FOOD MOVES




Beiyi Ma


Civic Futures

STUDIO

Bryan Boyer

ADVISOR

In the UK, people greet each other by talking about the weather while in China the greeting is more likely to be ‘Have you eaten?’ The food market is central to everyday life in China and people go there every day, if not more frequently.

Markets are constantly adapting to the social and political reality of their time. In 1956, when markets were owned by the government, people went to designated spaces to shop. Then economic policy opened management rights to the public. At the same time, urbanization sped up with an influx of workers migrating from China’s rural areas to its cities. They sold food and groceries as street vendors to quickly make a living and gradually formed the most popular food markets at that time because of their locations near residential buildings and the convenience they brought to citizens.

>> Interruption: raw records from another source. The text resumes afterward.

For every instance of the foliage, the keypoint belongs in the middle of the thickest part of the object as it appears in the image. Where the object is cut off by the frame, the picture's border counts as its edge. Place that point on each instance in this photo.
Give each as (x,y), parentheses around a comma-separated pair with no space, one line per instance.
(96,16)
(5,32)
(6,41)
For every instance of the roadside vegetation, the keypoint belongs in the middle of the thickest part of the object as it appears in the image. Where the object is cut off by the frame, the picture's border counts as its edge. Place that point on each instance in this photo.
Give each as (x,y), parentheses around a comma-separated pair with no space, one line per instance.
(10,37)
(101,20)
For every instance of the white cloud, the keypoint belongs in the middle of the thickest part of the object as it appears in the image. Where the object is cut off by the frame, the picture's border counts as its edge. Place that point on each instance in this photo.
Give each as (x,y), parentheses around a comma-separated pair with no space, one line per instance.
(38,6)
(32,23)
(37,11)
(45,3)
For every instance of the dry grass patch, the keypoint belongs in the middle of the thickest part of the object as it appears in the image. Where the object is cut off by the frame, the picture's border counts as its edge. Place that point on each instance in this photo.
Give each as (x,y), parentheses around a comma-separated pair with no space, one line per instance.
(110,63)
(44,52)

But this period of rapid urbanization also resulted in chaotic situations in Chinese cities. The subsequent Civilized City Campaign set detailed urban regulations for a clean and healthy living environment. New cities follow these regulations easily, but older markets have a hard time adapting and some cities simply  prohibit street vendors altogether or gather them in designated spaces. This solves problems on the surface but at the cost of inconvenience to residents and impaired business opportunities for the rural migrants who rely on food markets as a critical source of employment and opportunity.

FOOD MOVES explores the way that autonomous mobility can transform a food market in Hangzhou as a way of studying the potential for new forms of mobility to improve life in Chinese cities. The project imagines a new facility created by the local government.  Business owners are provided with standardized market stalls that are realized as autonomously mobile units, allowing for centralized management. So those market stalls are able to serve people in the market and then relocate for parts of the day into the neighborhood. Crowded with people and still experiencing an increasing number of migrants each year, Hangzhou is in need of new ideas that maintain the vitality of the market, while improving the urban experience throughout the neighborhood. Housing is also a concern, which invites the possibility of a new market that can add density to the neighborhood by accommodating additional programs above.

FOOD MOVES takes the Civilized Campaign as a given and reimagines it through the lens of new technological assumptions, proposing a hybrid market space that contributes to  a harmonious neighborhood environment.